Il résulte du considérant qui précède que le recours doit

être admis et la décision attaquée annulée ; le dossier sera renvoyé

successivement au Service de l’emploi afin qu’il statue sur l’opposition en

tant qu’elle est dirigée contre la décision du 8 mars 2004 de l’office régional,

puis, le cas échéant, à l’autorité intimée pour nouvelle décision. Le présent

arrêt est rendu sans frais (art. 61 let. a LPGA).
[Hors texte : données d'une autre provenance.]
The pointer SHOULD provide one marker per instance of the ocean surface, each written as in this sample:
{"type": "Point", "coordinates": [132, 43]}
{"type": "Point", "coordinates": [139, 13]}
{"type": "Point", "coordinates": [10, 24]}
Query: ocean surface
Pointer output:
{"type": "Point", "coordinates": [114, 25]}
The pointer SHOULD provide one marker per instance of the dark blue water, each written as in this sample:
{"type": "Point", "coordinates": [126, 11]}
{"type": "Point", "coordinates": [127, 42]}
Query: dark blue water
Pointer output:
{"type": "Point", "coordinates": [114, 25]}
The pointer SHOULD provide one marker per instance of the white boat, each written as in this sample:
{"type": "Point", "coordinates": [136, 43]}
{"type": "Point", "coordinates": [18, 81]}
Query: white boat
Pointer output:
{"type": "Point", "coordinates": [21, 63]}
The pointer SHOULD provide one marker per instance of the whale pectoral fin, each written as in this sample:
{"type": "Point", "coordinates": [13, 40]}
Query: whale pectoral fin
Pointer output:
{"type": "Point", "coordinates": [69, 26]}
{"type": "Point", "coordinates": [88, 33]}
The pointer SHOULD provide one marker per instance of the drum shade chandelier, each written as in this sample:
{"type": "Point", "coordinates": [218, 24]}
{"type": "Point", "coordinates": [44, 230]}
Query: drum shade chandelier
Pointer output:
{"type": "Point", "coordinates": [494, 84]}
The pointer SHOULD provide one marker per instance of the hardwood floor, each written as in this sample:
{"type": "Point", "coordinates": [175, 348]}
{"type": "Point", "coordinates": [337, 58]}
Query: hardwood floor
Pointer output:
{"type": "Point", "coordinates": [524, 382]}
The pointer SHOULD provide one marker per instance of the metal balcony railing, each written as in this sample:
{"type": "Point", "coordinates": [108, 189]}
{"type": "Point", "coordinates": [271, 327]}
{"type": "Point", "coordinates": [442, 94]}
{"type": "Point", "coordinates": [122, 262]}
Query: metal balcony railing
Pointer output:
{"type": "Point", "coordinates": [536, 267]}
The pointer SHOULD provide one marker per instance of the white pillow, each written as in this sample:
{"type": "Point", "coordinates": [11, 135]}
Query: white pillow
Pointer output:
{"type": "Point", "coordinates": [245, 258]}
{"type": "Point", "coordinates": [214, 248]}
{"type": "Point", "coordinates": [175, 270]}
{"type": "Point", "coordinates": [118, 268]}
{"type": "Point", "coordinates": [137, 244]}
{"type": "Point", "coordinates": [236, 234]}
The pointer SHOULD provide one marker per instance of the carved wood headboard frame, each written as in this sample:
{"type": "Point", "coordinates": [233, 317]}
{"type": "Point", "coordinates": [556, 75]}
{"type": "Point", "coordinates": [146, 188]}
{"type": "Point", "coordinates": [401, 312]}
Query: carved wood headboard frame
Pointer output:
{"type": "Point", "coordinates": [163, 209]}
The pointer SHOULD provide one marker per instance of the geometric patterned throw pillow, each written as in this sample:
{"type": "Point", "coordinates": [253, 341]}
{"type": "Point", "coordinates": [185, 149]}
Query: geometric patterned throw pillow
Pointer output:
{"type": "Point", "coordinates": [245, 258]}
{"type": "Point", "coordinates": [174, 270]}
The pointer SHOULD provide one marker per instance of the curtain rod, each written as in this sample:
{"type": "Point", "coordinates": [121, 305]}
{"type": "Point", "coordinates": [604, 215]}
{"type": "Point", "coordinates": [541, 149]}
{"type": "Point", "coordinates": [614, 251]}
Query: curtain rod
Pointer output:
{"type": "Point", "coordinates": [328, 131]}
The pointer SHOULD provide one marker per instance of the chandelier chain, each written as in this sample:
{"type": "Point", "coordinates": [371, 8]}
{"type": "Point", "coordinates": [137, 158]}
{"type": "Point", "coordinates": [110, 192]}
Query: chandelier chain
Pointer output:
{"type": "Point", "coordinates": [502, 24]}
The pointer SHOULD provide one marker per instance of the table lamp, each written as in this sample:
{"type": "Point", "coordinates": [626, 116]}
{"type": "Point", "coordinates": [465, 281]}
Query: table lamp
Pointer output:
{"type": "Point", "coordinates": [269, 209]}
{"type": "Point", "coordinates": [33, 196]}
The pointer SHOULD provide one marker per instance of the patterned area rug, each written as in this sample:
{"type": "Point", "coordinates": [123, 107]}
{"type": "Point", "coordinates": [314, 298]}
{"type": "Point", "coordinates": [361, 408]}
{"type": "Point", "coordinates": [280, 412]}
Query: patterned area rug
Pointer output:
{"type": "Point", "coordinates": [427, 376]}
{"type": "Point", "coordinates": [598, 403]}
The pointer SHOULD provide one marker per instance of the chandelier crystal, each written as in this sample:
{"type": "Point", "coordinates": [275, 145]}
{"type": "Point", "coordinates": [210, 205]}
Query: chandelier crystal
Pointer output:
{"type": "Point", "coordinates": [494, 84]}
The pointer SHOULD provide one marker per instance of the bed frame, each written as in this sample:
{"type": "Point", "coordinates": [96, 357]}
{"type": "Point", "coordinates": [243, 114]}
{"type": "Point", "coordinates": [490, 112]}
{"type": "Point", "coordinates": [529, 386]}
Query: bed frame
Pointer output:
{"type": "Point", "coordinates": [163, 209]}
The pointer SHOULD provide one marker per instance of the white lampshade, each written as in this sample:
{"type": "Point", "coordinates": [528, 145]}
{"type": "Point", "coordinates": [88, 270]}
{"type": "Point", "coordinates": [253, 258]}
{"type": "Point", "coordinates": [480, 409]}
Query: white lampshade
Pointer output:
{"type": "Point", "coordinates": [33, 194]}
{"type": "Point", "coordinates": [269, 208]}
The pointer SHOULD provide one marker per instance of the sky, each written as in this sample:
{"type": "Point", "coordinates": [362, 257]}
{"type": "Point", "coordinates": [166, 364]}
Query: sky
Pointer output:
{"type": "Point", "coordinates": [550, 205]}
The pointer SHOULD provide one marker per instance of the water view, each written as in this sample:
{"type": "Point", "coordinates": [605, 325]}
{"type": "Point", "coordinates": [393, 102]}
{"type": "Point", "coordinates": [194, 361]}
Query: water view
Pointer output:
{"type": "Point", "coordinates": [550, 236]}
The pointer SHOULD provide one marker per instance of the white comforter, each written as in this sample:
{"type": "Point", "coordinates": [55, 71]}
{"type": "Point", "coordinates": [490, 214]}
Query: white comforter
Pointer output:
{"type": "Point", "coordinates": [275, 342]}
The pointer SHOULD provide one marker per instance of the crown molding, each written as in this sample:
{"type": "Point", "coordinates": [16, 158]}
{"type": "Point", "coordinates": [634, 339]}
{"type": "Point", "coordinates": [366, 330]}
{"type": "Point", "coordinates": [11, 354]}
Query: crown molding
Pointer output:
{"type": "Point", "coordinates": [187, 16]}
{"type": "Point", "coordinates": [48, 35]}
La Caisse cantonale de chômage

est débitrice à l’égard du mandataire du recourant d’une indemnité de 750 fr. à

titre de dépens.

Dispositif

Par ces motifs

le Tribunal administratif

arrête:

I.

Le recours est admis.

II.

La décision de la Caisse cantonale de chômage du 4 août

2005 est annulée ; le dossier est renvoyé successivement au Service de

l’emploi afin qu’il statue sur l’opposition en tant qu’elle est dirigée contre

la décision du 8 mars 2004 de l’Office régional de placement de l’Ouest

lausannois, puis, le cas échéant, à la caisse de chômage pour nouvelle

décision.

III.

Le présent arrêt est rendu sans frais.

IV.

La Caisse cantonale de chômage est débitrice à l’égard du

mandataire du recourant d’une indemnité de 750 (sept cent cinquante) francs à

titre de dépens.

Lausanne, le 23 novembre 2005

Le président: La

greffière:

Le présent arrêt est

communiqué aux destinataires de l'avis d'envoi ci-joint.

La présente décision peut

faire l'objet, dans les trente jours suivant sa communication, d'un recours au

Tribunal fédéral des assurances, Schweizerhofquai 6, 6004 Lucerne. Le recours

s'exerce par acte écrit, déposé en trois exemplaires, indiquant :

a) quelle

décision le recourant désire obtenir en lieu et place de la présente décision;

b) pour

quels motifs le recourant s'estime en droit d'obtenir cette autre décision;

c) quels moyens de preuve le

recourant invoque à l'appui de ses motifs.

La présente décision et l'enveloppe dans laquelle elle a

été expédiée, ainsi que les pièces invoquées comme moyens de preuve,

lorsqu'elles se trouvent en mains du recourant, seront jointes au recours.